UPTOWN Professional Jan 26, 2012

Inspiration Versus Willpower – How Do We Get Our Jobs Done?

By Erika Walker-Thomas

Inspiration VS WillpowerYou must find a balance between natural inspiration and determined, must-get-it-done motivation.

Employees are concerned with a lot these days—they’re striving to climb the corporate ladder or staying under the radar to avoid being laid off. Either way there’s a dilemma: how to reach individual goals and be fulfilled while doing it. In this time of economic instability and increasingly demanding jobs and hours, people crave work that helps them feel better about themselves and the world around them. As these thoughts loom heavier, many employees are depending on both willpower and inspiration to live a life they love.

Willpower and inspiration—they are words that get thrown around a lot in business books, conferences and team pep talks. Yet what do they really mean? Inspiration is the act of breathing life into something. Inspiration creates a sense of passion that pulls you forward. Willpower is the ability to control oneself and determine one’s actions. Willpower creates a pushing force to do something.
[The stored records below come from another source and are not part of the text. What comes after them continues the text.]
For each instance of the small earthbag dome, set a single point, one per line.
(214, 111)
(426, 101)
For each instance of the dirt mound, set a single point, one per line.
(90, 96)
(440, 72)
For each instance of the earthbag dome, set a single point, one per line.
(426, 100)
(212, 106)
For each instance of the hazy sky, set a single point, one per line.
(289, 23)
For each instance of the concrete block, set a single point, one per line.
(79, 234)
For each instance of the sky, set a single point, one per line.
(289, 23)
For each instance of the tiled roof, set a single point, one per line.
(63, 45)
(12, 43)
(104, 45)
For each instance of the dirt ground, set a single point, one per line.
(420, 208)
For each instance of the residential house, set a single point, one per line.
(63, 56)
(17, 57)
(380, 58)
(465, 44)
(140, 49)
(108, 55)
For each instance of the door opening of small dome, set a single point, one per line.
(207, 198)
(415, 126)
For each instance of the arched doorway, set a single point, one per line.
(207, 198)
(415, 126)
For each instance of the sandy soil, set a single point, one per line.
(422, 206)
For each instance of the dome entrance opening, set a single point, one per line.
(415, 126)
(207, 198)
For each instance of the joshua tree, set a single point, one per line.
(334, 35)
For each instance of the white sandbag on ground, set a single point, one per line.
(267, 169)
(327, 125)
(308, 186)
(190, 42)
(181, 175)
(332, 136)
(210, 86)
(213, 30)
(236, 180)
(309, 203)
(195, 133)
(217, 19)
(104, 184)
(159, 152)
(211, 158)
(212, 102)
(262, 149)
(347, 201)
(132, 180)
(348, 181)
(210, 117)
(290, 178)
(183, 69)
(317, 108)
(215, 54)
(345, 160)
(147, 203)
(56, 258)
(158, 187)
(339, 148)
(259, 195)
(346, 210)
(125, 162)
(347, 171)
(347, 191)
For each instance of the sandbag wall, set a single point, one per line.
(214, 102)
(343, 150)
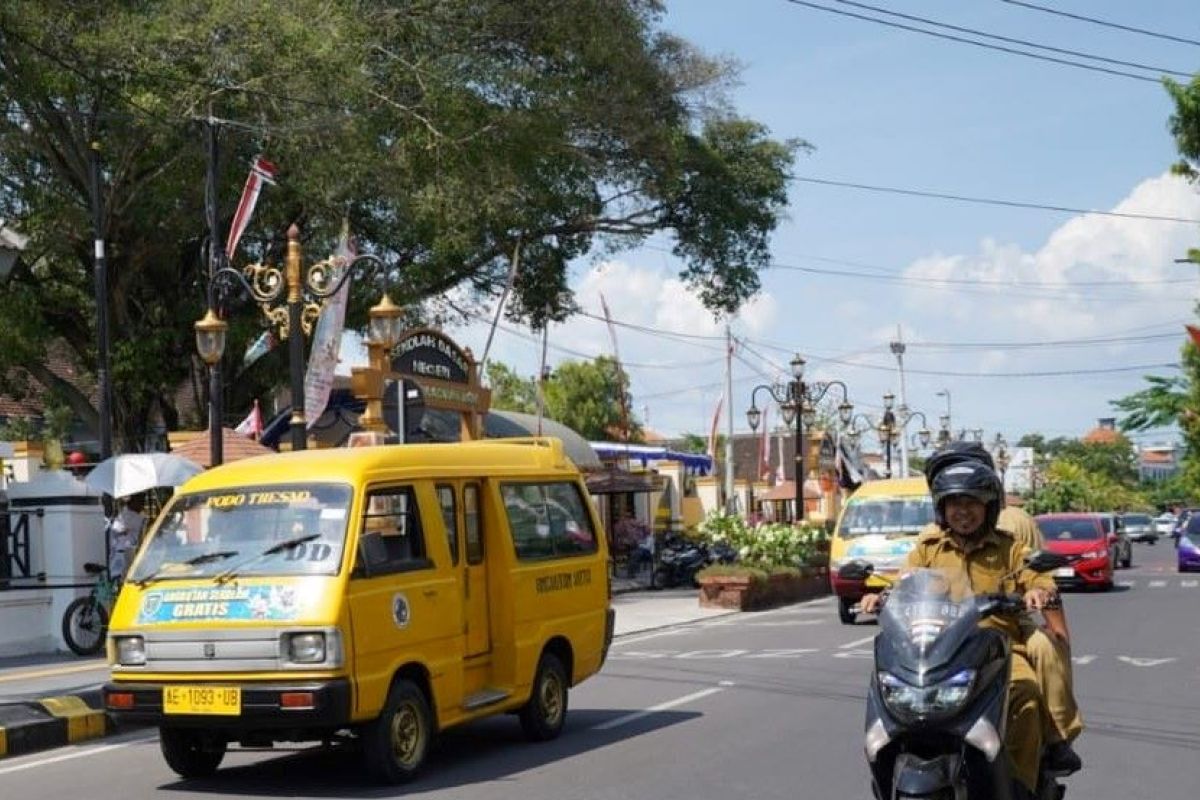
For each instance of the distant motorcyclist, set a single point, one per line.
(967, 499)
(1048, 651)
Though often used together, is one of these a better motivator on the job?

“In the last 45 days I’ve been operating from inspiration,” says John L. Guy, the new senior vice president and director of business and professional banking for Webster Bank. “The people I’m working with and the impact our actions can have inspire a more fruitful environment.” Guy, like so many others, is more open, creative and innovative when inspired, but he isn’t motivated by inspiration alone. A “mental exercise” is how he describes using willpower to push through to his goals. Yet he recalls times of relying too heavily on willpower and the strain it caused in his life.

Willpower is a valuable “must-have,” yet it loses its power when overused. Clues of over- use include: constantly feeling overbooked, consistently dreading certain activities and feeling like something is missing. Such mental and emotional drain will inevitably lead to physical ailments or burnout.
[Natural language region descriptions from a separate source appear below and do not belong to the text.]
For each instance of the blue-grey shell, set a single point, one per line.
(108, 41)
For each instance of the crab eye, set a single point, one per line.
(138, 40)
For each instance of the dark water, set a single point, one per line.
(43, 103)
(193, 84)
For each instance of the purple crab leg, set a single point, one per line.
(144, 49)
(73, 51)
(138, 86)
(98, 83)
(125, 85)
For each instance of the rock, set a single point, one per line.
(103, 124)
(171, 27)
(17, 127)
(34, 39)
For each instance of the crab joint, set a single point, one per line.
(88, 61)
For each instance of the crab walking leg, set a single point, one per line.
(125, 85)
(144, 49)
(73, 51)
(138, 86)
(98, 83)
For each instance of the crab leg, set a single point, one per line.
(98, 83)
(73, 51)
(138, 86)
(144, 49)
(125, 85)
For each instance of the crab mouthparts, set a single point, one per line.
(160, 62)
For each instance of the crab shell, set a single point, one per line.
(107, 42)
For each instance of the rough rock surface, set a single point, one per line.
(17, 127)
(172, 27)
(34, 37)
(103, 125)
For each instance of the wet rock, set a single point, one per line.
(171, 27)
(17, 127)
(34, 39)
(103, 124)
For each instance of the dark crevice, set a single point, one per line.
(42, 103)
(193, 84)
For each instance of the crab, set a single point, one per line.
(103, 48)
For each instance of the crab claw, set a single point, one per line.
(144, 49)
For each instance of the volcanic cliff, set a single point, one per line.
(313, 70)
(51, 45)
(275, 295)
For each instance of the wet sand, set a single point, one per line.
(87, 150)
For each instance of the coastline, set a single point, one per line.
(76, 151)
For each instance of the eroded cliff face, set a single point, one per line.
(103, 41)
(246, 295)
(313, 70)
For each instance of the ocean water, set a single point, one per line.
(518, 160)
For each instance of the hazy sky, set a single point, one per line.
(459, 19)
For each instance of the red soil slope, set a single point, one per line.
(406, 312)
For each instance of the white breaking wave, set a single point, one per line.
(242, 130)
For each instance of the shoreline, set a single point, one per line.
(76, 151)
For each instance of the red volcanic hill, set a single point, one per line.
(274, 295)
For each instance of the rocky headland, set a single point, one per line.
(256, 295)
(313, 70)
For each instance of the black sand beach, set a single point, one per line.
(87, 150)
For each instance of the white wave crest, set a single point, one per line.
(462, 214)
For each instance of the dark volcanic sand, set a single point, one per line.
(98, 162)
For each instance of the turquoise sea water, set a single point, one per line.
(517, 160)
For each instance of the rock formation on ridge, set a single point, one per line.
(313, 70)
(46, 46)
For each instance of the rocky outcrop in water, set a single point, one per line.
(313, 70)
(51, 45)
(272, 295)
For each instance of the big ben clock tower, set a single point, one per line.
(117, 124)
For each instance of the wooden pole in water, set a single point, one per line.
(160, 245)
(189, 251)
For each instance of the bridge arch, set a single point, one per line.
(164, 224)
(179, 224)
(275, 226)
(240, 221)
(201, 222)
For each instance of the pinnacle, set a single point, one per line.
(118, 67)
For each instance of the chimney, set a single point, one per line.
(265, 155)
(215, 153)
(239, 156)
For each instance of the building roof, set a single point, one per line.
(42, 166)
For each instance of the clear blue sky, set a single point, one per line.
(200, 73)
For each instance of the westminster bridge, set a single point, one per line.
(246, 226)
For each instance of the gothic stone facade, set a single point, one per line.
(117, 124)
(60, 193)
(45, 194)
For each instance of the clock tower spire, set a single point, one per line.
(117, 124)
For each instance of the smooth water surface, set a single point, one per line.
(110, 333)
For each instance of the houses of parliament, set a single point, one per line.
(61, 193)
Inspiration VS WillpowerHigh-performing organizations are known for having leaders that inspire their employees to carry out their vision. A perfect example can be found in the leadership within UPS. Gerard Gibbons, president of U.S. sales, views himself as a leader that inspires his team to do more than they have at other times in their careers. He says that “a key differentiator for UPS is inspired leadership and management,” with which employees give more “discretionary effort” because they believe in the vision of the company. This has resulted in UPS having a long-term sustainable advantage in the marketplace.

Though Gibbons is clear that willpower is required to achieve results, as he puts it, “Willpower is a day-to-day struggle to hit milestones, and without inspiration it would fade.”
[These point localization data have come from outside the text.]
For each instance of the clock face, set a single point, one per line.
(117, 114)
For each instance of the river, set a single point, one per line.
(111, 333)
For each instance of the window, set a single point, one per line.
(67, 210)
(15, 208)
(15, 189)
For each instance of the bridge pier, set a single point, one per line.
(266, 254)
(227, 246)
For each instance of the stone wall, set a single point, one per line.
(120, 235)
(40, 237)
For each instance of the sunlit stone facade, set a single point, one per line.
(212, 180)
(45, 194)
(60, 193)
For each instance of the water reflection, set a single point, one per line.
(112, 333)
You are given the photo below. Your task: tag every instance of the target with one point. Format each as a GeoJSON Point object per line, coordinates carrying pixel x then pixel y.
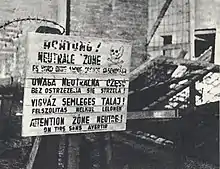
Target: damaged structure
{"type": "Point", "coordinates": [175, 61]}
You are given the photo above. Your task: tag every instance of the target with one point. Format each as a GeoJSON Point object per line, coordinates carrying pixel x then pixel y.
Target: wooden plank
{"type": "Point", "coordinates": [167, 47]}
{"type": "Point", "coordinates": [206, 55]}
{"type": "Point", "coordinates": [158, 21]}
{"type": "Point", "coordinates": [143, 67]}
{"type": "Point", "coordinates": [173, 61]}
{"type": "Point", "coordinates": [180, 88]}
{"type": "Point", "coordinates": [153, 114]}
{"type": "Point", "coordinates": [33, 153]}
{"type": "Point", "coordinates": [182, 54]}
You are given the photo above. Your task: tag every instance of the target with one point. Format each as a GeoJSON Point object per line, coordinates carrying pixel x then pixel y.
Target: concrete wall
{"type": "Point", "coordinates": [120, 19]}
{"type": "Point", "coordinates": [207, 16]}
{"type": "Point", "coordinates": [12, 53]}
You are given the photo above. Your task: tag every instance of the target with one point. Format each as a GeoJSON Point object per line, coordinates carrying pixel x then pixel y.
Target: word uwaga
{"type": "Point", "coordinates": [77, 82]}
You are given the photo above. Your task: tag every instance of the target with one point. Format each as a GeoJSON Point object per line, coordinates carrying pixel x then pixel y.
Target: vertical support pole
{"type": "Point", "coordinates": [72, 141]}
{"type": "Point", "coordinates": [192, 94]}
{"type": "Point", "coordinates": [108, 149]}
{"type": "Point", "coordinates": [192, 28]}
{"type": "Point", "coordinates": [73, 152]}
{"type": "Point", "coordinates": [47, 157]}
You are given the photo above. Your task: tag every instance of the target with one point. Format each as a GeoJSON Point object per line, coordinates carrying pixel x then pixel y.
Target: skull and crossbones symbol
{"type": "Point", "coordinates": [115, 56]}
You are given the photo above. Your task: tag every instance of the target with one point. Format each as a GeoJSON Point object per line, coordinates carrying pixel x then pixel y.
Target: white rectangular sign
{"type": "Point", "coordinates": [75, 85]}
The key is to find a balance that works for you. It is necessary to determine your values and personal vision, and what intrinsically makes you feel good. Then ask yourself: Does your job reflect your values and support your vision? If not, whose values are reflected and why are your energy and resources serving them? From there you must take the hardest step and seek changes to align your job with your values and vision. If you absolutely cannot make changes at this time, find aspects of your job that inspire you.

Inspiration is a powerful force underlying success. Be inspired to do what energizes you and observe how differently you use willpower to complete your goal.